Von Hippel-Lindau (VHL) disease is a rare hereditary autosomal dominant tumor syndrome caused by germline mutations of the VHL tumor suppressor gene leading to cancerous and noncancerous growths in various organs. These include hemangioblastomas of the central nervous system (CNS). Mutations in this gene result in elevated levels of hypoxia-inducible factor (HIF) in hypoxic cells, activating transcription of multiple growth factors leading to tumor formation. Belzutifan, a small molecular inhibitor of HIF-2α prevents the binding to transcription factor HIF-1B. The inhibition of this complex prevents further transcription of downstream genes, arresting the growth of VHL-associated tumors. Belzutifan was FDA approved on August 13, 2021.

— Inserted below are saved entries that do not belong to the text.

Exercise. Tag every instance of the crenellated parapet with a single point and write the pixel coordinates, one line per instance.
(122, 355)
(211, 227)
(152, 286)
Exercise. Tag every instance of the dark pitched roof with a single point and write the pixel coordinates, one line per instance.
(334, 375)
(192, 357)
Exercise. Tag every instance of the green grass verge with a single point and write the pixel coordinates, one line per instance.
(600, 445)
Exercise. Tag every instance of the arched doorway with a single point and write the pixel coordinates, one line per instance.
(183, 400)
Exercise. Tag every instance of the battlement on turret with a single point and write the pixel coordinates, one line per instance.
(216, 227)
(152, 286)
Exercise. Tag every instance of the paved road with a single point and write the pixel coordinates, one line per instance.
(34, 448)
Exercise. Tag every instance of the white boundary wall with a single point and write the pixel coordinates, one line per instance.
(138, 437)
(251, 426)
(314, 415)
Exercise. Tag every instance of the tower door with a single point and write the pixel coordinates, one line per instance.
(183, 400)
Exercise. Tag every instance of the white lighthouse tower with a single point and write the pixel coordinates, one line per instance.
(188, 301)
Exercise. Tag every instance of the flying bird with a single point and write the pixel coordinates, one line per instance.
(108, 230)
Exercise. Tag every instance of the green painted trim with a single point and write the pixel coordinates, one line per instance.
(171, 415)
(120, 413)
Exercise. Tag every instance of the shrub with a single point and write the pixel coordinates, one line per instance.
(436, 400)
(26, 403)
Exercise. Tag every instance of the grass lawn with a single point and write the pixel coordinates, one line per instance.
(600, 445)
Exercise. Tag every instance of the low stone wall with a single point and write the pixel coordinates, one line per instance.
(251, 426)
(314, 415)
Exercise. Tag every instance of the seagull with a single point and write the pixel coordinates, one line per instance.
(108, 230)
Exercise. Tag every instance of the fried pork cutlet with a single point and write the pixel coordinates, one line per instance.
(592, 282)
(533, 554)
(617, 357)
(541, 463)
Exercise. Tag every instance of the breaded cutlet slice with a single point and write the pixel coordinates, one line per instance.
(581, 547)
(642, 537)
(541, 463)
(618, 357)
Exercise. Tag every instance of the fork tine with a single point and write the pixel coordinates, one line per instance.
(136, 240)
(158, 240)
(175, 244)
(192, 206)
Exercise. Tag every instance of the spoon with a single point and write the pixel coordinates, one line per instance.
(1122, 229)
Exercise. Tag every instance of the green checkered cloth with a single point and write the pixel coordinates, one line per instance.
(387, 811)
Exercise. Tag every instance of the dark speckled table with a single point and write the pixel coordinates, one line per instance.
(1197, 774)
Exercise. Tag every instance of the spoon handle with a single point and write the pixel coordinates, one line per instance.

We describe a case of a 61-year-old woman with VHL-associated CNS hemangioblastomas. She presented with progressive headaches, diplopia, and significant ataxia impairing her ability to ambulate independently. MRI demonstrated increase in size of multiple enhancing cerebellar lesions with associated vasogenic edema, effacement of the 4^th ventricle, and hydrocephalus. The possible need for CSF diversion was discussed, but the decision was made to first trial systemic treatment with belzutifan. Patient received belzutifan 120mg once daily for 10 months. Complete resolution of neurologic symptoms and marked radiographic improvement was observed by 3 months. Utilizing volumetric analysis, the 3-month MRI demonstrated 73% tumor volume reduction, 6-month MRI demonstrated 81% tumor volume reduction, and 9-month MRI demonstrated continued stability.

This case highlights (1) the measurement of tumor volume reduction rate as a valuable parameter for monitoring response to treatment, prompting consideration for use in clinical practice and (2) the clinical benefits of belzutifan in the real-world setting, supporting continued use in this patient population.